Improvement of principal component analysis modeling for plasma etch processes through discrete wavelet transform and automatic variable selection

Abstract

Abstract To cope with a cost-effective manufacturing approach driven by more than Moore’s law era, plasma etching which is one of the major processes in semiconductor manufacturing has developed plasma sensors and their applications. Among the plasma sensors, optical emission spectroscopy (OES) has been widely utilized and its high dimensionality has required multivariate analysis (MVA) techniques such as principal component analysis (PCA). PCA, however, might devaluate physical meaning of target process during its statistical calculation. In addition, inherent noise from charge coupled devices (CCD) array in OES might deteriorate PCA model performance.
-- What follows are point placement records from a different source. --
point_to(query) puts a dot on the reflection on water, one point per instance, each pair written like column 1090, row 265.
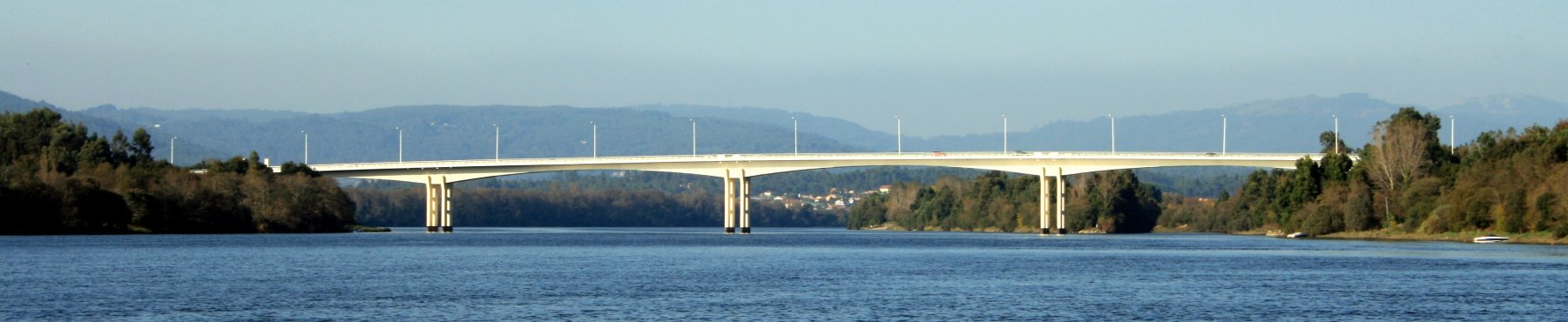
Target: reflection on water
column 776, row 274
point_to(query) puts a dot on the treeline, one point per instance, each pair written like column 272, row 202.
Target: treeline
column 60, row 178
column 564, row 206
column 1112, row 202
column 1505, row 182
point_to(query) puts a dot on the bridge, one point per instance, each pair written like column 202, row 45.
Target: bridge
column 737, row 171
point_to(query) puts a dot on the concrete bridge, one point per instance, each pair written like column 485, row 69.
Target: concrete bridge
column 737, row 171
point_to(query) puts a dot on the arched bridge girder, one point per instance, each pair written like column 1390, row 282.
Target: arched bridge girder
column 754, row 168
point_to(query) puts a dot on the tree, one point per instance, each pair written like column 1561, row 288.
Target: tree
column 1399, row 153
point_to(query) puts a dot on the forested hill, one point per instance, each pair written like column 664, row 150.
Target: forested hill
column 1407, row 182
column 443, row 131
column 58, row 177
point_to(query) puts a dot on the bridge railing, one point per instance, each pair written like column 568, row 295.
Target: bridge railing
column 774, row 157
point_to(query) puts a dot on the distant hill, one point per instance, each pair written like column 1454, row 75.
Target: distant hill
column 828, row 127
column 439, row 131
column 443, row 131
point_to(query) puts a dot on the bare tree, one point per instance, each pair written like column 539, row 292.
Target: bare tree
column 1397, row 157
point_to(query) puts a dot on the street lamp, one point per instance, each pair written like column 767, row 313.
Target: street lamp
column 1450, row 135
column 1336, row 133
column 901, row 133
column 797, row 133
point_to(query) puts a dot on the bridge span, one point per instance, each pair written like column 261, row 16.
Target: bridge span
column 737, row 171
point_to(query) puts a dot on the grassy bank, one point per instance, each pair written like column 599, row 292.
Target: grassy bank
column 1460, row 237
Therefore, it is desirable to pre-select physically important variables and to filter out noisy signals before modeling OES based plasma data. For these purposes, this paper introduces a peak wavelength selection algorithm for selecting physically meaningful wavelength in plasma and discrete wavelet transform (DWT) for filtering out noisy signals from a CCD array. The effectiveness of the PCA model introduced in this paper is verified by comparing fault detection capabilities of conventional PCA model under the various source power or pressure faulty situations in a capacitively coupled plasma etcher. Even though the conventional PCA model fails to detect all of the faulty situations under the tests, the PCA model introduced in this paper successively detect even extremely small variation such as 0.67% of source power fault. The results introduced in this paper is expected to contribute to OES based plasma monitoring capability in plasma etching for more than Moore’s law era.